Can we live cosmetic issues like the name out of it? OK, so "Hebrew" is really "Jewish Aramaic," and it's ironic that we're working on encoding a Samaritan block distinct from the Hebrew block. Lots of things are badly named, and bad names sometimes stick. But naming issues like this (what do we name this block? That name is a bad choice...) are irrelevant to the discussion. They just make the discussions longer, but don't affect the validity of anything. If it makes you feel better, pretend that the blocks are named things like U+05D0, and so are the letters.


You're missing my point. I don't really care that it's called Hebrew; but
I suspect that OTHERS do and that is one motivation (maybe even a
subconscious one) behind a separate Phoenician proposal.

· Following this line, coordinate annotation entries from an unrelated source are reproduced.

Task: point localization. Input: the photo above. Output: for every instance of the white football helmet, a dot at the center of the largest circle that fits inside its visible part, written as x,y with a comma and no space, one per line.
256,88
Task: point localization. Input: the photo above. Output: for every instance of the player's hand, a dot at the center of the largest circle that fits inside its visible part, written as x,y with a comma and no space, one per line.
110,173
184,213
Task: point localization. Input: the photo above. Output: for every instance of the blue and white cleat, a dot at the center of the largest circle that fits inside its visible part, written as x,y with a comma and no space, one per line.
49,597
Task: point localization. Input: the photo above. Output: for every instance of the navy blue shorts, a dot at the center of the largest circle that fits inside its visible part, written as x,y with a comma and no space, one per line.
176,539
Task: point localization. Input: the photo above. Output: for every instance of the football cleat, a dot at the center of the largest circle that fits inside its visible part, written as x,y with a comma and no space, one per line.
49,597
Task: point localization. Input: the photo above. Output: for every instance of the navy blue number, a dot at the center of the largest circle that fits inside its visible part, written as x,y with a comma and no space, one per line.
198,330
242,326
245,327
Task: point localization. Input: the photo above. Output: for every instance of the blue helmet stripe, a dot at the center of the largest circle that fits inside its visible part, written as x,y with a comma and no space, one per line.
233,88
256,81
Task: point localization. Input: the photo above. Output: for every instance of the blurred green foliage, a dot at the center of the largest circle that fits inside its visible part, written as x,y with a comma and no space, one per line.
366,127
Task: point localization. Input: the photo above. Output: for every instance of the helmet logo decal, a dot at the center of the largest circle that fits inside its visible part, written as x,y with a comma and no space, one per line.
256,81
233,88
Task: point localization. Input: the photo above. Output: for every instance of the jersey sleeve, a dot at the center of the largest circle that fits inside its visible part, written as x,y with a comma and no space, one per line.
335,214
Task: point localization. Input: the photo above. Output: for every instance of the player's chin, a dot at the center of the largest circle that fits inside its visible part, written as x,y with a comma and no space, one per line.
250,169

Sigh, how tiresome. Am I now going to be treated to an entire thread on the motivations, subconscious or otherwise, for Unicode proposals or defense of existing blocks?


There are NO, repeat NO proposals or existing blocks that are not the sum of our experiences, conscious or otherwise.

It is silly to pretend otherwise and rude to speculate on the motivations of others, even by implication.

Ken Whistler has on occassion tried to get this discussion back towards Unicode and and this sort of post is taking a different path.

I would really like to see posts concerning Unicode issues when I open my inbox tomorrow.

Hope everyone is looking foward to a great weekend!

Patrick

--
Patrick Durusau
Director of Research and Development
Society of Biblical Literature
[EMAIL PROTECTED]
Chair, V1 - Text Processing: Office and Publishing Systems Interface
Co-Editor, ISO 13250, Topic Maps -- Reference Model

Topic Maps: Human, not artificial, intelligence at work!